This affects many families in our community and region in north-east India, who use simple coal burning stoves. These stoves emit copious amounts of smoke and carbon monoxide, making them a real health concern. Essentially women and children can develop smoker’s lungs just through cooking and being around the home.

Preparing food for your family really shouldn’t be like this. So we’re excited to see potential for real progress coming within reach of the poor.

Over about the last 20 years, the very promising technology of wood-gas stoves (or micro gasifiers) has been developing. These stoves can use any kind of dry chunky biomass as a fuel (such as coconut shells, wood chips, carpentry wastes, manure etc.) But these are gas burning stoves, since instead of burning the biomass in one step, it is first gasified, and then the gas is burnt (all inside one simply constructed portable stove).

The process produces far less harmful air pollutants, and so this kind of stove (among others) is recognized by the WHO as having the potential to dramatically improve the health of some 3 billion people who are still exposed to excessive indoor air pollution.

Another benefit of wood-gas stoves is that once the fuel has been gasified it leaves behind a charcoal called ‘biochar’. Biochar has excellent properties for boosting soil productivity by retaining moisture and being a perfect home for lots of friendly soil microbes.

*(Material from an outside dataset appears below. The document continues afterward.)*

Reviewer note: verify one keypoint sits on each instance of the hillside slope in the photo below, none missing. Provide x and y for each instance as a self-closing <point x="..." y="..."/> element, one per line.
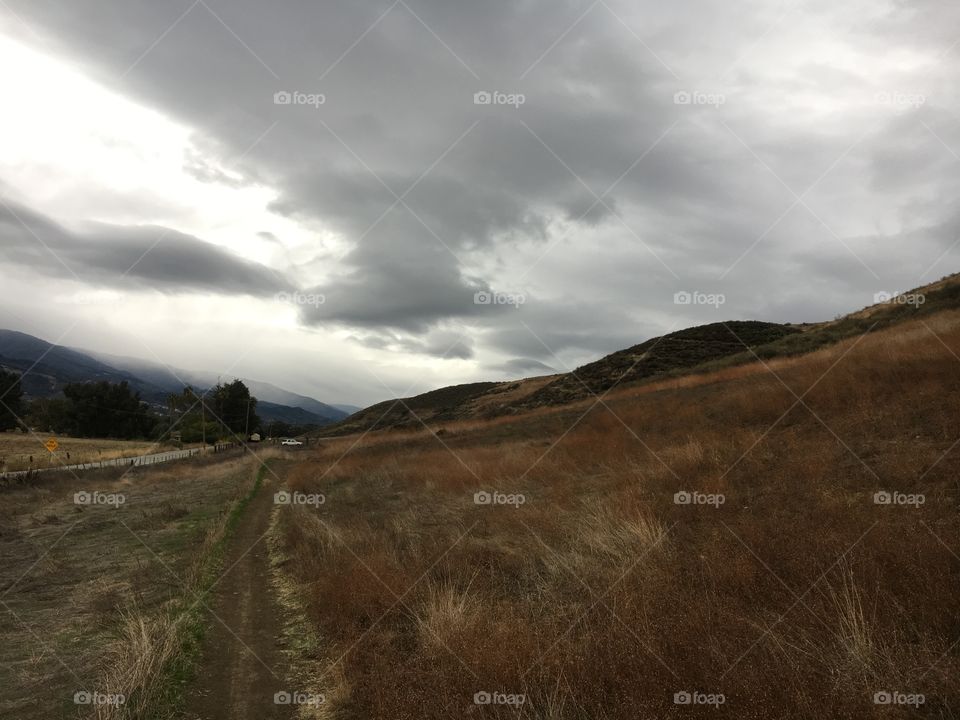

Also, when biochar is added to soils, it locks up carbon in the soil. The result is that cooking with these stoves is actually a ‘carbon-negative’ process. This means there is also potential to generate carbon offsets from wood-gas stove projects. Revenue from carbon offsets sold to people in the west can make the stoves financially accessible to the poor by enabling them to pay off their stove through the biochar they produce. Then once they’ve paid off their stove, families can get on-going economic uplift through using their stove and continuing to produce biochar.

 

Having thought and prayed about it, we’ve come to feel that this could be a good way for us as a foreigners to come alongside our community for its blessing. So our plan is to start a social business operating in the slums of our area with the goals of:

– getting clean burning stoves into the community for the health benefit of the people

– generating employment for people from the slums to manufacture the stoves

– buying back biochar from families using money from carbon offsets sold to people in the west (thereby making the stoves affordable for the poor)

– helping provide a way for people living in the west to reduce their carbon footprint and so live a little more responsibly as global citizens

– getting biochar into the soils of urban gardens and farms outside the city for healthier soils and greater crop yields

– helping establish a small cottage industry in biomass fuel supply (probably amongst a very poor community that live around and make their livelihoods from the local dump)

 

We are excited by a lot of potential good that could come out of all of this. But we also want to take things slowly. We want to do it in a way that empowers people in our community, that gives them ownership, helps them find some of their undiscovered potential, nurtures their gifts and dreams, and maybe helps cast a vision for business done for the blessing of the community.